After about two years, an odd circumstance presented itself, which
put the old thought of making some attempt for my liberty again in
my head. My patron lying at home longer than usual without fitting
out his ship, which, as I heard, was for want of money, he used
constantly, once or twice a week, sometimes oftener if the weather
was fair, to take the ship's pinnace and go out into the road a-
fishing; and as he always took me and young Maresco with him to row
the boat, we made him very merry, and I proved very dexterous in
catching fish; insomuch that sometimes he would send me with a
Moor, one of his kinsmen, and the youth - the Maresco, as they
called him - to catch a dish of fish for him.

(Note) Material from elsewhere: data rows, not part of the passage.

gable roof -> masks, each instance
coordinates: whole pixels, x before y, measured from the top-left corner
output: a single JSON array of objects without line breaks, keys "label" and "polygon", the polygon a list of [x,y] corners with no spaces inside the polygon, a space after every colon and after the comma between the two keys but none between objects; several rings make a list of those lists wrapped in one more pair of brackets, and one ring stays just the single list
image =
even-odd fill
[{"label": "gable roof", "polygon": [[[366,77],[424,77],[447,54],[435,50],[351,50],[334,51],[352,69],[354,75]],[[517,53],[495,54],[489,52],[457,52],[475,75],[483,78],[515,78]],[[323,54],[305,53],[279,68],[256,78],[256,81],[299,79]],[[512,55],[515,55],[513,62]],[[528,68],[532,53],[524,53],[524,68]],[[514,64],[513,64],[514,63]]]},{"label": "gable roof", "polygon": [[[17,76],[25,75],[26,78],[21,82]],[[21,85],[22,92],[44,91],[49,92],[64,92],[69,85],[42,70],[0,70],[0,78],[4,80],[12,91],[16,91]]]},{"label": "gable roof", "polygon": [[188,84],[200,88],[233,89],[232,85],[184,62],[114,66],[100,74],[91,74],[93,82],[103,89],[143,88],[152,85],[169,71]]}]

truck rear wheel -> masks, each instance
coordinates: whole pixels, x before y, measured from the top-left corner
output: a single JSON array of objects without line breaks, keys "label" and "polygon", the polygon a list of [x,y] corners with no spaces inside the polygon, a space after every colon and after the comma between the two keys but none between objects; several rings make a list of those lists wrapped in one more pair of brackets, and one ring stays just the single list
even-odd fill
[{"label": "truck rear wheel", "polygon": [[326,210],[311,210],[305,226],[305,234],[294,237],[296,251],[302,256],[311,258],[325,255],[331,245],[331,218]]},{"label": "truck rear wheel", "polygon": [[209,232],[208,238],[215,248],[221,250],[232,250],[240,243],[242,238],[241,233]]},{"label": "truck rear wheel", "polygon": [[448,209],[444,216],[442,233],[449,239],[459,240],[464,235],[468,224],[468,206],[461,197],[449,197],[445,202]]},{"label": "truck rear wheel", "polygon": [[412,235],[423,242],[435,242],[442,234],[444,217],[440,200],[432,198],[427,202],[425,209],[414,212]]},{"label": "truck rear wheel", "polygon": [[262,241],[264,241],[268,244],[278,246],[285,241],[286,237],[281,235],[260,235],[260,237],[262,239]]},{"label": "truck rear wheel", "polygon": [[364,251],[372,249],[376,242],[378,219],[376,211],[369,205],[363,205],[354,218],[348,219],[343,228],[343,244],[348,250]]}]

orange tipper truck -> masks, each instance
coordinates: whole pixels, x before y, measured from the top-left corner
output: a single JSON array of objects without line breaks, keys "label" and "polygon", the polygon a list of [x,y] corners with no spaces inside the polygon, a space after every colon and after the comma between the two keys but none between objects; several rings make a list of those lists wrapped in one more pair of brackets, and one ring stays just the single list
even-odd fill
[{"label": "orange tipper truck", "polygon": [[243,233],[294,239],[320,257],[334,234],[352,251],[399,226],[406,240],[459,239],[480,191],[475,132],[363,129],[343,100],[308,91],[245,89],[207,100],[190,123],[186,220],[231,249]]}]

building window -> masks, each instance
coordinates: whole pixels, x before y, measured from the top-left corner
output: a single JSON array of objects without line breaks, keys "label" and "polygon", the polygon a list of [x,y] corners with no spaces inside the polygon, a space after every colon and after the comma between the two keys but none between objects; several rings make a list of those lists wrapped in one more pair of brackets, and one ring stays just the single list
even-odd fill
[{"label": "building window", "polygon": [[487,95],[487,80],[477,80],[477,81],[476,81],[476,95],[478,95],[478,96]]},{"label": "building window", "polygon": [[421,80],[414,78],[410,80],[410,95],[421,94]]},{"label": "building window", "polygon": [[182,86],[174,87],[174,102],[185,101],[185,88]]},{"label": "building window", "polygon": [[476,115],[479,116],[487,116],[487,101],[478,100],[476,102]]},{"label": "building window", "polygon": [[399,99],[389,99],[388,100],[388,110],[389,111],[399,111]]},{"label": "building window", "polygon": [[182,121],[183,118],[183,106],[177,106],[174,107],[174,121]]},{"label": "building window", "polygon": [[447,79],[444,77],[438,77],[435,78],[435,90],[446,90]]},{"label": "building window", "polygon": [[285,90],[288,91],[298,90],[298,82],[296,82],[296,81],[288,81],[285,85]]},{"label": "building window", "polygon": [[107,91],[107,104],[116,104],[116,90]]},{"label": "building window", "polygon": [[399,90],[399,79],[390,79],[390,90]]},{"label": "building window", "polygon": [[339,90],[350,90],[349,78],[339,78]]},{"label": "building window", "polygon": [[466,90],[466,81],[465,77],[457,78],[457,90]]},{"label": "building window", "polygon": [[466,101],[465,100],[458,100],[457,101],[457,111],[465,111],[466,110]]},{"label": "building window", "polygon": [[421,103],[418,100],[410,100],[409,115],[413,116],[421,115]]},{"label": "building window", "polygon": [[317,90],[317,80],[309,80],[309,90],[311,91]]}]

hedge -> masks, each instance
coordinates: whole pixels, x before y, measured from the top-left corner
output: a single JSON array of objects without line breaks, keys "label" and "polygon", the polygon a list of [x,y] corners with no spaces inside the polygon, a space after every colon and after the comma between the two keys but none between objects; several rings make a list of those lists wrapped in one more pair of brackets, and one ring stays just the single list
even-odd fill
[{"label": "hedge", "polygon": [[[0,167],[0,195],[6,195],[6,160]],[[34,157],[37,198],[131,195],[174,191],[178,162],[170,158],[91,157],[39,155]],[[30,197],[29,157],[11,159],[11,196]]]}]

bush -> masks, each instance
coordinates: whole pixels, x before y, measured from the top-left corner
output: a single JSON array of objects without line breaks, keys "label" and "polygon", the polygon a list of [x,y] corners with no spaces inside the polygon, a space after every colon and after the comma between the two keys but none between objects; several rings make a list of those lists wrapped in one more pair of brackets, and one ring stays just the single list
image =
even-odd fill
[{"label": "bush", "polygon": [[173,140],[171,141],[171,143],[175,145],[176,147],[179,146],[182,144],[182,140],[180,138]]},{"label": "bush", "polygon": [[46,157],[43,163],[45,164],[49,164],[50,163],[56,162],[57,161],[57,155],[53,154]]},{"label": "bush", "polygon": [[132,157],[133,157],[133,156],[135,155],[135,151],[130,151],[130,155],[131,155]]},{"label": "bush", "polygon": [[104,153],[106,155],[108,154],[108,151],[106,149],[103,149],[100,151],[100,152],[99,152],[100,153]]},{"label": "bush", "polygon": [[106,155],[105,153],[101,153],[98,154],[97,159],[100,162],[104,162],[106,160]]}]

It happened one time, that going a-fishing in a calm morning, a fog
rose so thick that, though we were not half a league from the
shore, we lost sight of it; and rowing we knew not whither or which
way, we laboured all day, and all the next night; and when the
morning came we found we had pulled off to sea instead of pulling
in for the shore; and that we were at least two leagues from the
shore. However, we got well in again, though with a great deal of
labour and some danger; for the wind began to blow pretty fresh in
the morning; but we were all very hungry.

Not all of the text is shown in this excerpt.